When creating a Kafka topic, the user has to specify the number of partitions. Partitions are assigned to Flink’s parallel task instances.
When there are more Flink tasks than Kafka partitions, some of the Flink consumers will just idle, not reading any data:
When there are more Kafka partitions than Flink tasks , Flink consumer instances will subscribe to multiple partitions at the same time:
Flink maintains assignment of partitions to Flink instances also after failures, keeping the partitioning deterministic, which is essential for exactly-once delivery.
How does Flink retain the order of messages in Kafka partitions?
Since Kafka partitions are ordered, it is useful for some applications to retain this order both within and across Flink jobs.
Inside a Flink job, all record-at-a-time transformations (e.g., map, flatMap, filter, etc) retain the order of their input. Partitioning and grouping transformations change the order since they re-partition the stream.
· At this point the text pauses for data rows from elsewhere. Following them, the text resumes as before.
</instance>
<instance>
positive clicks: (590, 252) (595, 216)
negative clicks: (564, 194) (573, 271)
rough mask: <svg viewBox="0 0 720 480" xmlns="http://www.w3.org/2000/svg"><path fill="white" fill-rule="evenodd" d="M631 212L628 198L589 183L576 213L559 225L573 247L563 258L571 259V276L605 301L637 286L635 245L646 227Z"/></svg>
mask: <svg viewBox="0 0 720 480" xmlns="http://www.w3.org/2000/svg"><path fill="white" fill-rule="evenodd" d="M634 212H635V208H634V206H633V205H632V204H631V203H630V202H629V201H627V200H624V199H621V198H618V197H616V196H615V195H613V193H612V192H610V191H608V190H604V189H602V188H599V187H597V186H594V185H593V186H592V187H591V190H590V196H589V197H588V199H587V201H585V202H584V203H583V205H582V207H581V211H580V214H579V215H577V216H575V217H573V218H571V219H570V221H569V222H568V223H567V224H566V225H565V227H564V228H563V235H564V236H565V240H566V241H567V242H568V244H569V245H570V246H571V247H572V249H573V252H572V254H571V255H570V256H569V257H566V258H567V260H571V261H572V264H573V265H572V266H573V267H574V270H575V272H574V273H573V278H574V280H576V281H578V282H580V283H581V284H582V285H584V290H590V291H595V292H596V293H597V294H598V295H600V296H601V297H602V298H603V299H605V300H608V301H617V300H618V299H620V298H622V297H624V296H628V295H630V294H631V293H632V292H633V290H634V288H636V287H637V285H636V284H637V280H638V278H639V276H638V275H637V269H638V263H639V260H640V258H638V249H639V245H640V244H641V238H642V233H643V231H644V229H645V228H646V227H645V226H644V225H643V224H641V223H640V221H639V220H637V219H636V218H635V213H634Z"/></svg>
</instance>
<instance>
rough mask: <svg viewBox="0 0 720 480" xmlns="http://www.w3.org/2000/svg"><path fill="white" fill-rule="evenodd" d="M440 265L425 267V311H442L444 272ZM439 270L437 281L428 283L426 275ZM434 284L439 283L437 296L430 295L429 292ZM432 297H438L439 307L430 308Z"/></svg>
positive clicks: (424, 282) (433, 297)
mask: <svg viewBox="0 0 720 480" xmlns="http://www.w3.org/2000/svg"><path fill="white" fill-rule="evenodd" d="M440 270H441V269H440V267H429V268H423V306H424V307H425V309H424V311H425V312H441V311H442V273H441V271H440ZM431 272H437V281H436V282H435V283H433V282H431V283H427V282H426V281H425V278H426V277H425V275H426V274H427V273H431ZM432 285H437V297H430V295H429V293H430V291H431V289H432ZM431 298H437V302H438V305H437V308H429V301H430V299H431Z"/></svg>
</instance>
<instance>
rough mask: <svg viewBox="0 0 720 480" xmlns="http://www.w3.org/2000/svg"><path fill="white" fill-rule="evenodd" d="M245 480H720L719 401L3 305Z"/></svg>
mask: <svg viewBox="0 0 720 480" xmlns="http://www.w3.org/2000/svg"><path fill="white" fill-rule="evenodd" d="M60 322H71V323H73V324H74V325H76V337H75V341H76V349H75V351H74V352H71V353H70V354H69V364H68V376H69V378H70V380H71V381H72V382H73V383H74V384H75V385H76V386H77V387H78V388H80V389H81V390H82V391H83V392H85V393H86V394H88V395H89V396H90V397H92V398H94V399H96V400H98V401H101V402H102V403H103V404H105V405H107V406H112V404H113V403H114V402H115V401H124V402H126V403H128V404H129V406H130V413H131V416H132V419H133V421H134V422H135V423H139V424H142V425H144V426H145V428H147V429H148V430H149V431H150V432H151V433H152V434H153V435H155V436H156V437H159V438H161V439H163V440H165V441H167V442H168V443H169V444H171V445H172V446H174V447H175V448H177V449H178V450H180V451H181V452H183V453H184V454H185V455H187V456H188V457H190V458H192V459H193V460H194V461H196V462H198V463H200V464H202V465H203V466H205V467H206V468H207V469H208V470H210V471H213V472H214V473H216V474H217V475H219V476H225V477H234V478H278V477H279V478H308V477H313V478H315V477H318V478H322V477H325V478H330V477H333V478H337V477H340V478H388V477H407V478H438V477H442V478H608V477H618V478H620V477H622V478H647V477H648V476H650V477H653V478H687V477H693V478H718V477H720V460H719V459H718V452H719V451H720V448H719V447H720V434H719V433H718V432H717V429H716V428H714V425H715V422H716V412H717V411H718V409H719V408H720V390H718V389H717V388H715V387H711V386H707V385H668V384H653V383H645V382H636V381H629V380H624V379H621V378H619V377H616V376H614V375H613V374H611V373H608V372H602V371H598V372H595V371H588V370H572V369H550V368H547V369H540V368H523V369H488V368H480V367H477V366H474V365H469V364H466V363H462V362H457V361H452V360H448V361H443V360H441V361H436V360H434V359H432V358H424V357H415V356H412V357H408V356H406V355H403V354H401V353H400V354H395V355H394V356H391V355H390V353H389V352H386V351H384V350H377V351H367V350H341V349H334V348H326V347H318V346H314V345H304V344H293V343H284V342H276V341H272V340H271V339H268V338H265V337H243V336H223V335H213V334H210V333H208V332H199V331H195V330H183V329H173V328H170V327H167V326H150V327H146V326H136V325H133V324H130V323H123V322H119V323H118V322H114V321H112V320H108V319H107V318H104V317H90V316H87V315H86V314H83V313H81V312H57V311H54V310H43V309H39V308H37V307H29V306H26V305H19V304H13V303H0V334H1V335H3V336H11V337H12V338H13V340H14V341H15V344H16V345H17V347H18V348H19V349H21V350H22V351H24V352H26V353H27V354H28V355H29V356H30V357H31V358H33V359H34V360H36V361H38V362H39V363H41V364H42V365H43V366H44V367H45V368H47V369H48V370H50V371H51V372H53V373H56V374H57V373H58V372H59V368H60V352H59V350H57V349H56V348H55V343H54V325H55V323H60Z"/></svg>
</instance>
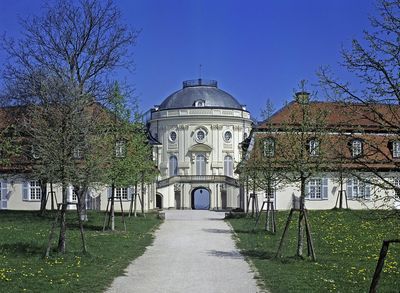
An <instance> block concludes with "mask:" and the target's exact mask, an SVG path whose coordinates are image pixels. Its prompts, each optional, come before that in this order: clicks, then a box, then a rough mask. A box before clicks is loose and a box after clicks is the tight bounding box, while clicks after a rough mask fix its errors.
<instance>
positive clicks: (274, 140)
mask: <svg viewBox="0 0 400 293" xmlns="http://www.w3.org/2000/svg"><path fill="white" fill-rule="evenodd" d="M274 155H275V140H274V139H273V138H271V137H269V138H267V139H266V140H264V156H265V157H273V156H274Z"/></svg>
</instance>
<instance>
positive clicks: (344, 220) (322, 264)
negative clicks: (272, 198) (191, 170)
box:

When writing to Kafka from Flink, a custom partitioner can be used to specify exactly which partition an event should end up to. When no partitioner is used, Flink will use a direct mapping from parallel Flink instances to Kafka partitions. This means that multiple Flink jobs that use Kafka as an intermediate pipe retain the order within partitions:
How does Flink guarantee exactly-once processing with Kafka?
Flink’s Kafka consumer integrates deeply with Flink’s checkpointing mechanism to make sure that records read from Kafka update Flink state exactly once. Flink’s Kafka consumer participates in Flink’s checkpointing mechanism as a stateful operator whose state is Kafka offsets.
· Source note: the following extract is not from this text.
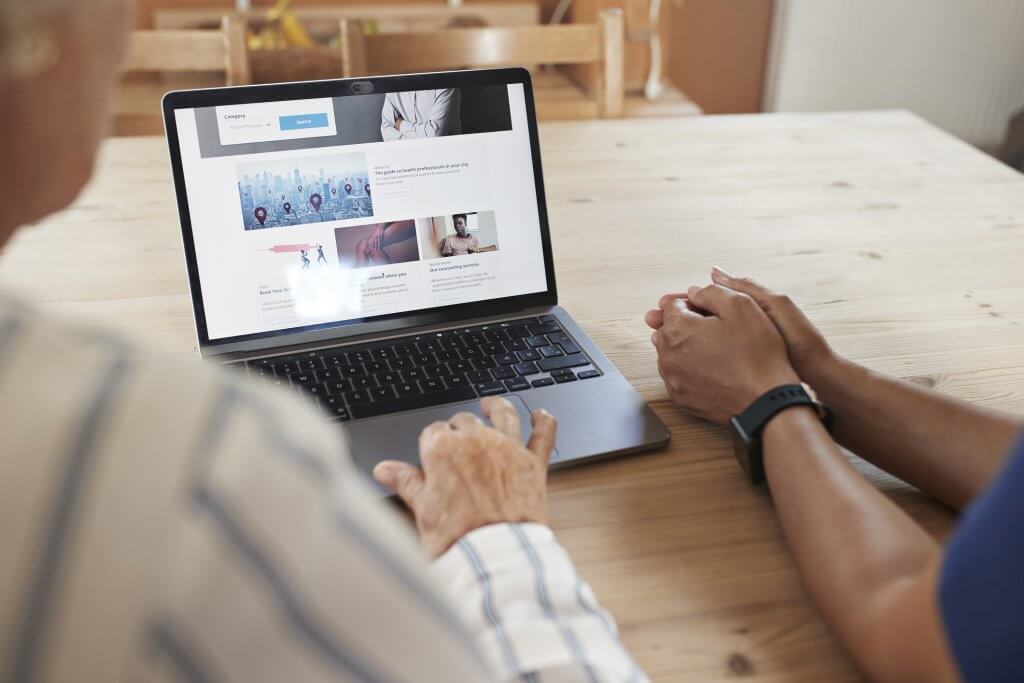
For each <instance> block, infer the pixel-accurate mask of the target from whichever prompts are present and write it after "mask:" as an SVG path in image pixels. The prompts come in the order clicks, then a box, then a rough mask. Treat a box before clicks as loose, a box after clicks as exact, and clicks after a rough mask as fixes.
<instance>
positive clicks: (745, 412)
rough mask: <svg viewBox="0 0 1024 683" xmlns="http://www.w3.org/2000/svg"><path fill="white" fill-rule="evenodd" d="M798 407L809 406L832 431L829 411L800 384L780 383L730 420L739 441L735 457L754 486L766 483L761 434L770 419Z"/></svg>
mask: <svg viewBox="0 0 1024 683" xmlns="http://www.w3.org/2000/svg"><path fill="white" fill-rule="evenodd" d="M797 405H808V407H810V408H813V409H814V412H815V413H816V414H817V416H818V417H819V418H821V422H822V423H824V425H825V429H828V430H831V412H830V411H828V409H827V408H825V407H824V405H823V404H822V403H819V402H818V401H817V400H816V399H815V397H814V396H813V395H812V394H811V392H810V391H808V389H807V388H806V387H805V386H803V385H801V384H783V385H782V386H777V387H775V388H774V389H772V390H770V391H767V392H765V393H764V394H763V395H762V396H760V397H759V398H758V399H757V400H755V401H754V402H753V403H751V404H750V405H749V407H746V410H744V411H743V412H742V413H740V414H739V415H736V416H733V418H732V419H731V420H730V421H729V424H730V426H731V427H732V431H733V434H734V435H735V436H736V437H737V439H738V440H739V443H738V444H737V446H738V447H739V450H738V451H737V452H736V458H737V460H739V464H740V466H741V467H742V468H743V471H744V472H746V475H748V476H749V477H750V479H751V481H752V482H753V483H761V482H763V481H764V480H765V469H764V460H763V458H762V453H761V432H763V431H764V428H765V425H766V424H768V421H769V420H771V419H772V418H773V417H775V416H776V415H778V414H779V413H781V412H782V411H784V410H786V409H790V408H795V407H797Z"/></svg>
Flink periodically checkpoints user state using an adaption of the Chandy-Lamport algorithm for distributed snapshots. Checkpointing is triggered by barriers, which start from the sources and travel through the topology together with the data, separating data records that belong to different checkpoints. Part of the checkpoint metadata are the offsets for each partition that the Kafka consumer has read so far. Offsets are committed only when a checkpoint has been completed. This means, that the offsets that are part of the checkpoint are consistent with the state backups generated by the same checkpoint, which results in exactly-once state update guarantees when restarting from failures.
On completion of a checkpoint, the Kafka consumer also commits the offsets to Zookeeper. From the offset in Zookeeper, users can still use tools such as Kafka’s Offset Checker.
The following presentation shows a step-by-step example of the checkpointing with the Kafka consumer:
How does Flink handle backpressure when reading from Kafka topics?
Streaming systems like Flink need to be able to slow down upstream operators (for example the Kafka consumer) if downstream operators operators (like sinks) are not able to process all incoming data at the same speed. This is called backpressure handling (you can read more about Flink’s backpressure handling here).
Flink’s Kafka consumer handles backpressure naturally: As soon as later operators are unable to keep up with the incoming Kafka messages, Flink will slow down the consumption of messages from Kafka, leading to fewer requests from the broker.
Since brokers persist all messages to disk, they are able to also serve messages from the past. As soon as the operators speed up again, Flink will consume the build up messages at full speed. This behavior makes Kafka a perfect fit as a buffer between streaming sources and Flink, as it provides a durable buffer for events at load spikes.